À cet endroit-là, c'est particulier, M. le Président, c'est une autoroute, l'autoroute 50, mais elle est, pour certains segments, une autoroute normale avec deux voies, avec une division centrale, et malheureusement encore, pour le moment, puis ça, ça arrive dans les projets de toutes les autoroutes du Québec... Au Québec, on construit souvent des autoroutes par segments, et, dans le temps, on a une voie, deux voies, puis, à un moment donné, on les sépare.

Ce n'est pas ça qui est l'enjeu, à mon avis, ici, à savoir la séquence du développement de cette autoroute-là, mais on a encore un segment qui est à deux voies. Et, comme il y a beaucoup d'accidents à cet endroit-là, une décision doit être prise par le ministre des Transports, qui a choisi de prendre la décision d'installer ce que l'on appelle une glissière à câbles.

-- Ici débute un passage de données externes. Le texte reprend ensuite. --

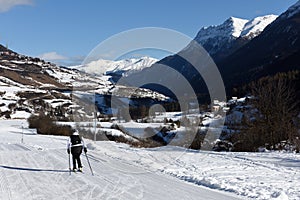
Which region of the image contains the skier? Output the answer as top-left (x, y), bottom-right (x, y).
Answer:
top-left (67, 130), bottom-right (87, 172)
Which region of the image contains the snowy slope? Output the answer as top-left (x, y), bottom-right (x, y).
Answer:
top-left (71, 57), bottom-right (158, 76)
top-left (0, 121), bottom-right (238, 200)
top-left (0, 47), bottom-right (168, 118)
top-left (240, 15), bottom-right (278, 38)
top-left (195, 15), bottom-right (277, 55)
top-left (280, 1), bottom-right (300, 18)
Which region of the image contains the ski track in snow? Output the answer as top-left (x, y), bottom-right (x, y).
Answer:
top-left (0, 121), bottom-right (300, 200)
top-left (0, 123), bottom-right (241, 200)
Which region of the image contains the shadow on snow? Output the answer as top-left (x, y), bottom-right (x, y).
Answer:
top-left (0, 165), bottom-right (69, 173)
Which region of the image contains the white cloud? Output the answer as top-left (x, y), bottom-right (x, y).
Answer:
top-left (38, 52), bottom-right (68, 61)
top-left (0, 0), bottom-right (33, 12)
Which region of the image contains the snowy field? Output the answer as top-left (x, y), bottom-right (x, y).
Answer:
top-left (0, 120), bottom-right (300, 200)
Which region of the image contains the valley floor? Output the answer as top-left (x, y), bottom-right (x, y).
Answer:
top-left (0, 120), bottom-right (300, 200)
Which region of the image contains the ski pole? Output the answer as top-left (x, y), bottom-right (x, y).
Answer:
top-left (84, 152), bottom-right (94, 176)
top-left (69, 148), bottom-right (71, 175)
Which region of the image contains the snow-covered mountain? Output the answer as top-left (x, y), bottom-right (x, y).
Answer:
top-left (280, 1), bottom-right (300, 19)
top-left (71, 57), bottom-right (158, 76)
top-left (195, 15), bottom-right (277, 57)
top-left (0, 45), bottom-right (168, 119)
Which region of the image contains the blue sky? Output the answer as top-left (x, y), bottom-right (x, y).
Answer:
top-left (0, 0), bottom-right (297, 63)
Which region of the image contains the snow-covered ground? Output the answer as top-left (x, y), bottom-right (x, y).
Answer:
top-left (0, 120), bottom-right (300, 200)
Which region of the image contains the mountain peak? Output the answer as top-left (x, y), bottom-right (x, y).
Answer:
top-left (195, 15), bottom-right (277, 55)
top-left (281, 0), bottom-right (300, 18)
top-left (240, 15), bottom-right (278, 39)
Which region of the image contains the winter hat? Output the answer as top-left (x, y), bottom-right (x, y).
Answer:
top-left (73, 131), bottom-right (79, 135)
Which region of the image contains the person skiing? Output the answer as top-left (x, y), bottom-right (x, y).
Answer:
top-left (67, 130), bottom-right (87, 172)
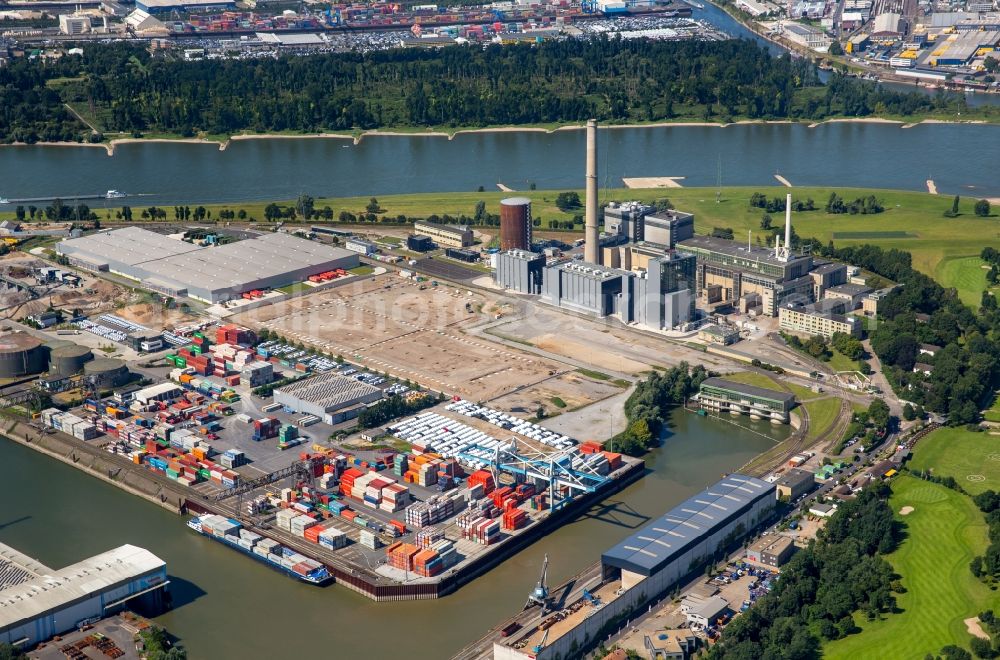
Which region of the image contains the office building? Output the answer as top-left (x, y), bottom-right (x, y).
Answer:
top-left (413, 222), bottom-right (474, 248)
top-left (775, 468), bottom-right (816, 501)
top-left (823, 284), bottom-right (872, 312)
top-left (695, 378), bottom-right (795, 424)
top-left (778, 298), bottom-right (861, 339)
top-left (678, 236), bottom-right (813, 316)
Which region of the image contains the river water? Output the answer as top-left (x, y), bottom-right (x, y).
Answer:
top-left (0, 118), bottom-right (1000, 208)
top-left (0, 411), bottom-right (787, 660)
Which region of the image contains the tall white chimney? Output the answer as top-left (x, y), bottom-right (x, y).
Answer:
top-left (583, 119), bottom-right (601, 264)
top-left (785, 193), bottom-right (792, 259)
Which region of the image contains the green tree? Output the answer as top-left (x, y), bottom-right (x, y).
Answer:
top-left (944, 195), bottom-right (959, 218)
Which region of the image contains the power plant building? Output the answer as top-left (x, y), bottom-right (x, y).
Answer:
top-left (601, 474), bottom-right (777, 597)
top-left (678, 236), bottom-right (814, 316)
top-left (493, 250), bottom-right (545, 294)
top-left (56, 227), bottom-right (360, 303)
top-left (642, 209), bottom-right (694, 249)
top-left (623, 252), bottom-right (697, 330)
top-left (500, 197), bottom-right (531, 250)
top-left (0, 543), bottom-right (170, 648)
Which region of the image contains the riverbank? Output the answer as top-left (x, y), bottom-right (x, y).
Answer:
top-left (0, 113), bottom-right (1000, 156)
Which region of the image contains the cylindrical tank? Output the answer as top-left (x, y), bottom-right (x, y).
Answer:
top-left (500, 197), bottom-right (531, 250)
top-left (83, 358), bottom-right (128, 387)
top-left (49, 343), bottom-right (94, 376)
top-left (0, 332), bottom-right (49, 378)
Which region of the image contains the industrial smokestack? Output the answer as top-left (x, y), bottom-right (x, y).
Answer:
top-left (583, 119), bottom-right (601, 264)
top-left (785, 193), bottom-right (792, 258)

Essentiellement, une glissière à câbles, c'est une clôture, sans qu'il y ait une portion solide comme on voit, là, la portion qui est crénelée, qui est attachée à des pieux qui sont espacés. Là, ce sont des pieux qui sont espacés de la même manière, mais c'est un fil de métal qui est sous haute tension. Et cette structure-là, pour être installée selon les recommandations du fournisseur, du fabricant, doit être installée dans une situation physique où les voies de circulation à contresens sont espacées d'au moins six mètres.

• (18 h 30) •

Il se trouve qu'il y a un seul endroit en Amérique du Nord où on retrouve ça, un court segment, comme je l'ai expliqué ce matin, de trois kilomètres en Oregon, dans une route qui ne se compare d'aucune manière au segment de la 50 à la hauteur de L'Ange-Gardien. C'est quoi, le problème ici, M. le Président? C'est simple. Le problème, c'est qu'à la case départ on aurait dû aller de l'avant avec l'annonce qui a été faite par mon collègue le député de Pontiac d'élargir l'autoroute à cet endroit-là le plus rapidement possible. C'est une annonce que nous avions faite et qui avait été reçue très positivement dans la région. Je conviens, M. le Président, qu'on ne peut pas tout faire d'un coup, mais il y a une chose qui est certaine : quand les choses sont annoncées, on peut le faire. Et ici on a choisi de ne pas le faire, l'agrandissement, donc le dédoublement des voies à cette hauteur-là. En lieu et place, on met cette fameuse glissière là.